To lose weight, you need to create a calorie deficit. This means burning more calories than you consume. To lose one pound, you need to create a 3,500-calorie deficit. This translates to a deficit of 1,000 calories per day for those aiming to lose one to two pounds per week.
To create a calorie deficit, you can reduce your caloric intake, increase your physical activity, or do both. If your maintenance level is 2,200 calories per day, reducing your caloric intake by 500 and burning 500 calories through exercise can help you reach your goals.
A Well-Rounded Fitness Plan
Your fitness plan should be well-rounded and include a variety of activities, such as:
- Cardiovascular exercise: Aim for three to five days of cardio workouts per week, each lasting 10-60 minutes. Training in Zone 3 or higher will allow for shorter durations. The frequency and duration of your cardio workouts will depend on your fitness goals, such as building muscle or burning fat.
- Strength training: Aim for three to five days of strength training per week, with a duration of 45-60 minutes per session.
- Flexibility and stretching: Incorporate daily stretching and flexibility exercises to maintain suppleness, for 10-15 minutes per session.
- Rest: Make sure to include at least one to two days of rest per week to allow your body to recover.
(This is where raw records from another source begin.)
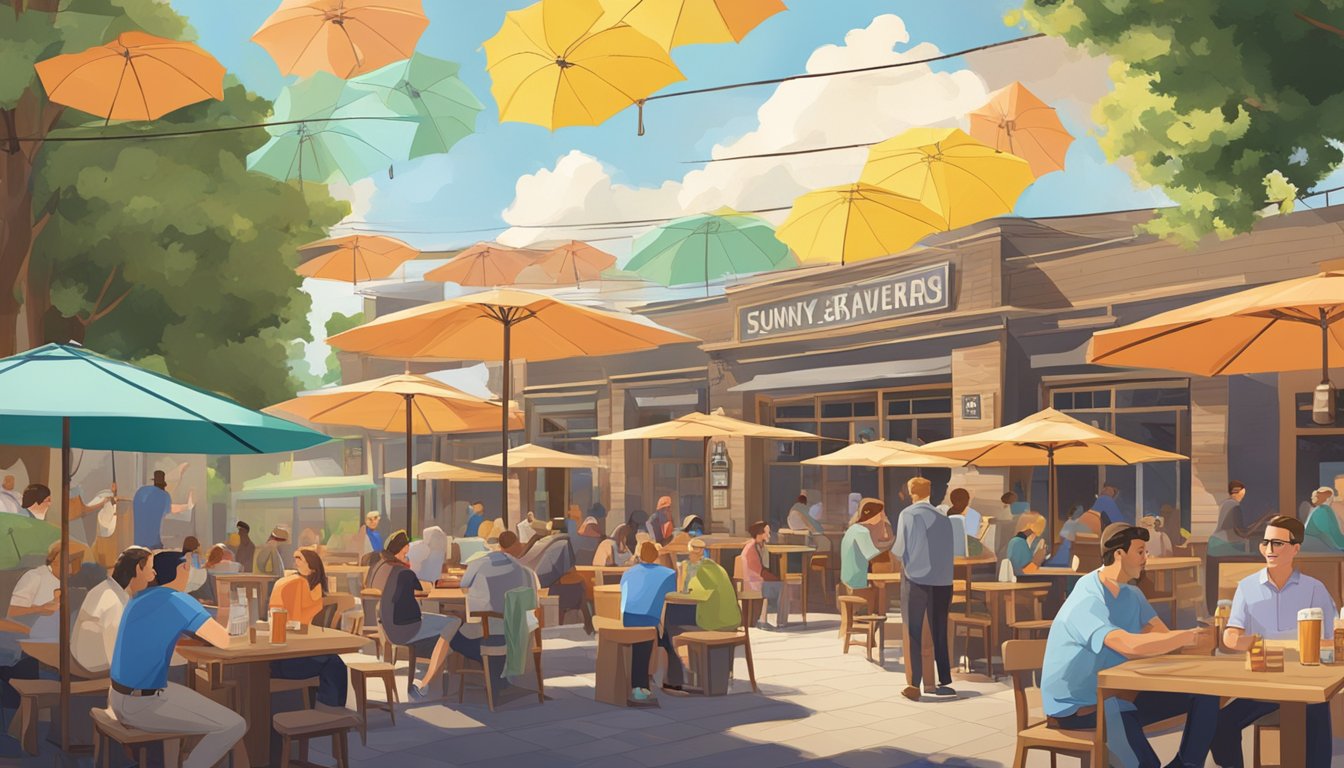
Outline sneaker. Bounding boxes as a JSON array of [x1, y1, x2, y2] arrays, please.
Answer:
[[408, 682, 429, 702], [933, 685, 957, 697], [901, 686, 921, 702], [631, 688, 651, 702], [755, 621, 774, 632]]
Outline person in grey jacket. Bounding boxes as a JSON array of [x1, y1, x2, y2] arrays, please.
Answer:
[[894, 476, 955, 702]]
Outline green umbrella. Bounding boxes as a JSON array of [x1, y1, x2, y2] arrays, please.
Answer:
[[348, 53, 483, 160], [0, 516, 58, 571], [0, 342, 328, 749], [246, 71, 418, 185], [626, 209, 795, 294]]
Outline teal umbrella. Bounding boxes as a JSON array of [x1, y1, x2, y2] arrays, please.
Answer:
[[626, 210, 795, 294], [246, 72, 418, 184], [0, 343, 328, 749], [348, 53, 483, 160]]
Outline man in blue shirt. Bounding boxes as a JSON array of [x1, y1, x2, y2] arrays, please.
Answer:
[[894, 477, 954, 702], [464, 501, 486, 538], [619, 540, 678, 702], [1042, 524, 1219, 768], [360, 510, 383, 554], [1212, 515, 1333, 767], [109, 551, 245, 768], [131, 468, 190, 548], [1091, 484, 1127, 527]]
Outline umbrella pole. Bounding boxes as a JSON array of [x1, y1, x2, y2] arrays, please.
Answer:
[[1047, 446, 1057, 550], [59, 417, 71, 751], [501, 320, 512, 527], [405, 394, 414, 534]]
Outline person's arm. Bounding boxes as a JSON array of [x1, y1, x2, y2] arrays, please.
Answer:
[[1104, 626, 1204, 658], [858, 527, 880, 562], [6, 574, 55, 618], [1223, 626, 1257, 652], [192, 618, 231, 648], [892, 515, 907, 563]]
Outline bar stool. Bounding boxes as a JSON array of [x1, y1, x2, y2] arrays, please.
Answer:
[[273, 710, 361, 768], [91, 708, 191, 768], [593, 617, 657, 707], [347, 661, 397, 745]]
On these days, you can engage in active recovery exercises such as yoga or gentle stretching.
|3-5 days per week
|10-60 minutes per session
|3-5 days per week
|45-60 minutes per session
|Flexibility and stretching
|10-15 minutes per session
|1-2 days per week
We firmly believe that fitness is not about quick fixes but about instigating lasting changes. Our holistic approach is designed to make your fitness journey enjoyable, sustainable, and effective, allowing you to seize control of your health and well-being with confidence.